Anglo-catholics no matter what they practice in terms of ceremony and ritual usually disdain the Low Churchman and their almost total lack of ceremony and ornamentation. When they would attend a low church, there is a constant belly aching about how this should be done this way and that should be done that way. Though I consider myself a "Catholick," it is in the true sense of the word, Biblical truth. I accept the creeds (3) as being comfortable with the doctrine of Holy Writ. But all this made up ceremony, well, it is not Catholick in the true sense of the word. The Roman Church calls things Catholick which is not Catholick at all. I do not refer to the Roman Church as being Catholick.

Please explain to me how an anglo-catholic may have an altar but do not believe in the sacrifice of the altar. An altar is for a sacrifice. I have never heard one ever refer it as a table. All of them are really much closer to the Roman Church than to the Protestant Reformed Anglicanism.

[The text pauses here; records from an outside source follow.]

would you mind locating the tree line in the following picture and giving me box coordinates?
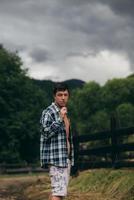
[0,45,134,164]
[69,75,134,133]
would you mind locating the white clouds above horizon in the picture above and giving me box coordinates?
[0,0,133,84]
[20,49,130,84]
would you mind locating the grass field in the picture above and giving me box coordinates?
[0,169,134,200]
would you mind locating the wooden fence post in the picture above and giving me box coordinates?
[71,130,79,176]
[110,111,120,168]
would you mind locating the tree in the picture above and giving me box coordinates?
[101,78,134,111]
[0,45,48,163]
[117,103,134,128]
[69,81,101,134]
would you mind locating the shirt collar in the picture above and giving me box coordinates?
[52,102,60,112]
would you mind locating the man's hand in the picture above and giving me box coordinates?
[60,107,67,120]
[60,107,70,138]
[63,113,70,139]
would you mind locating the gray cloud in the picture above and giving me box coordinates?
[29,48,52,63]
[101,0,134,18]
[0,0,133,83]
[61,0,134,18]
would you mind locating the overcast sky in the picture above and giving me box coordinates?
[0,0,134,84]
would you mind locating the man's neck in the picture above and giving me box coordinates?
[54,102,63,110]
[54,102,67,109]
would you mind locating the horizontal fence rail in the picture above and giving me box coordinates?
[73,126,134,170]
[0,164,48,174]
[76,127,134,143]
[0,124,134,174]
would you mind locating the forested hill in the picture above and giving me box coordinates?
[32,79,85,104]
[33,79,85,90]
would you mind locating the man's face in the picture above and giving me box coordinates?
[54,90,69,108]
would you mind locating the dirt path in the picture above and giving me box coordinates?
[0,175,42,200]
[0,174,111,200]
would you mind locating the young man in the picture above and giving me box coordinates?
[40,83,74,200]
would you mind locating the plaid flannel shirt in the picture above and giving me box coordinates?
[40,102,74,168]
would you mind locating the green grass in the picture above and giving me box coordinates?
[69,169,134,200]
[0,169,134,200]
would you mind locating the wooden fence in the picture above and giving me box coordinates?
[0,163,48,174]
[0,116,134,174]
[73,117,134,170]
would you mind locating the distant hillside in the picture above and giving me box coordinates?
[127,73,134,78]
[31,78,85,104]
[63,79,85,90]
[32,78,85,90]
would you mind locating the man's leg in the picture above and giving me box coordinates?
[52,196,63,200]
[48,193,51,200]
[49,195,63,200]
[49,165,69,199]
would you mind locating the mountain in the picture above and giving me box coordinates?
[32,78,85,91]
[127,73,134,78]
[62,79,85,90]
[31,78,85,104]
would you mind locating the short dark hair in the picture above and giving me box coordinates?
[53,82,70,96]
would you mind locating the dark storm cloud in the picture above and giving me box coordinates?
[63,0,134,70]
[100,0,134,18]
[30,48,52,63]
[0,0,133,82]
[63,0,134,18]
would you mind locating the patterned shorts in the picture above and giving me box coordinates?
[49,160,71,197]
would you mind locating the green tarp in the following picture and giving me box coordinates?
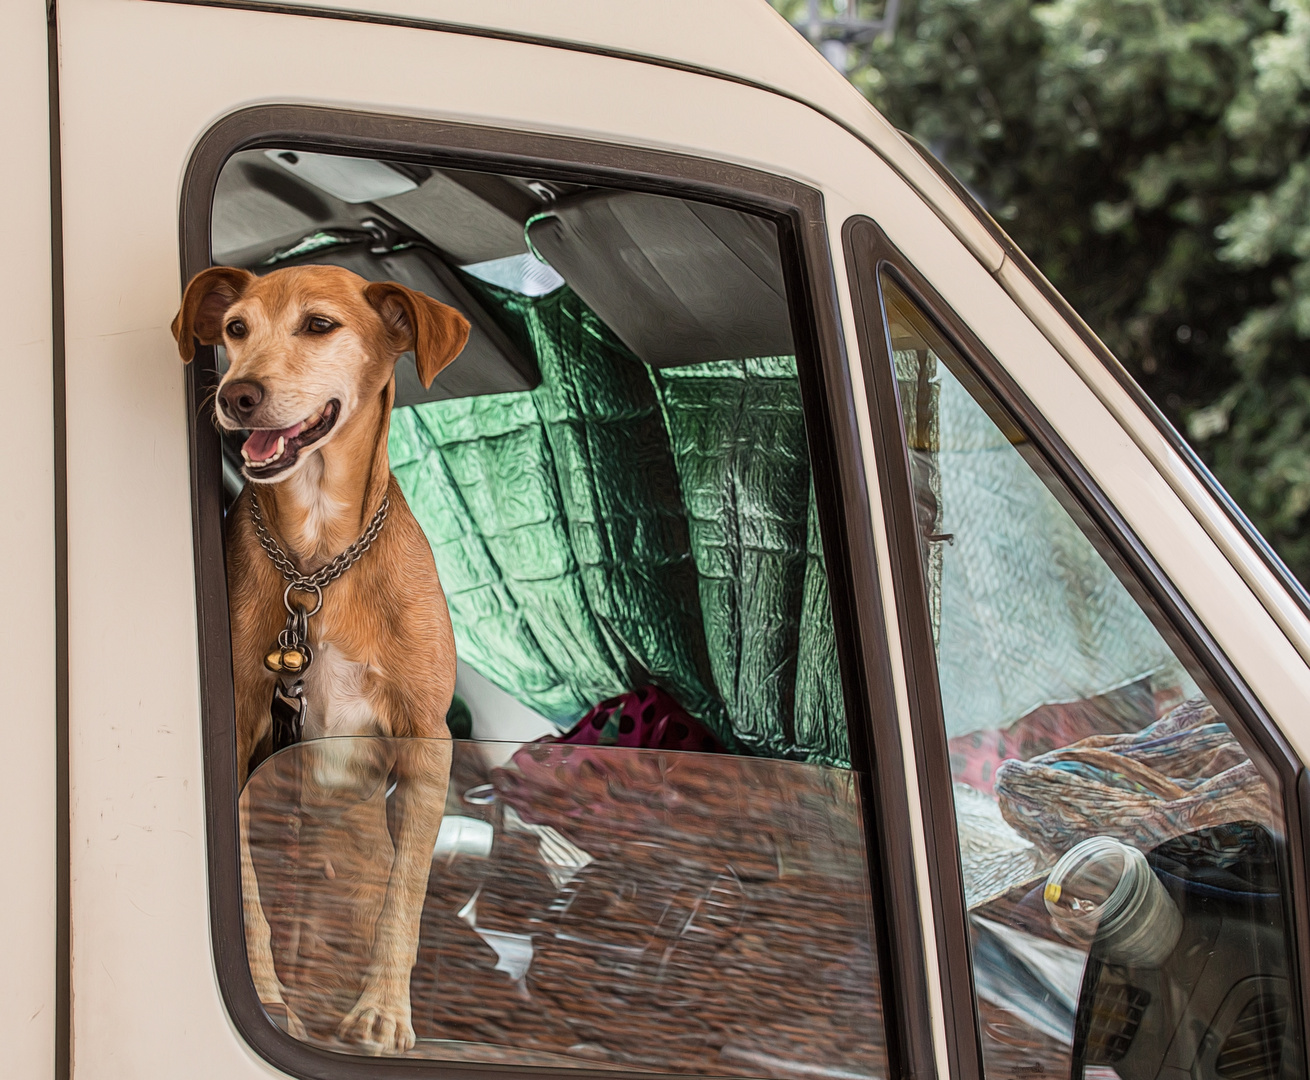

And in Rom they belong.

Robin G. Jordan said...


For an 'official explanation' I refer you to Synodalia: a collection of articles of religion, canons, and ..., Volume 1, Constitutions and canons ecclesiastical treated upon by the archbishops of canterbury and york, "VII. A declaration concerning some rites and ceremonies," on pages 404-406. The constitutions and ecclesiastical canons may be found on the Internet at: You will have to scroll down to page 404. The Constitutions and canons ecclesiastical... are the famous or infamous Canons of 1640, which helped to spark the English Civil War. "VII. A declaration concerning some rites and ceremonies" is, when you read the entire document, one of its mildest provisions.

Robin G. Jordan said...


If you copy and past the URL and it does not work, google 'constitutions and canons ecclesiastical treated upon by the archbishops of canterbury and york'. Synodalia: a collection of articles of religion, canons, and ..., Volume 1 was first on the list.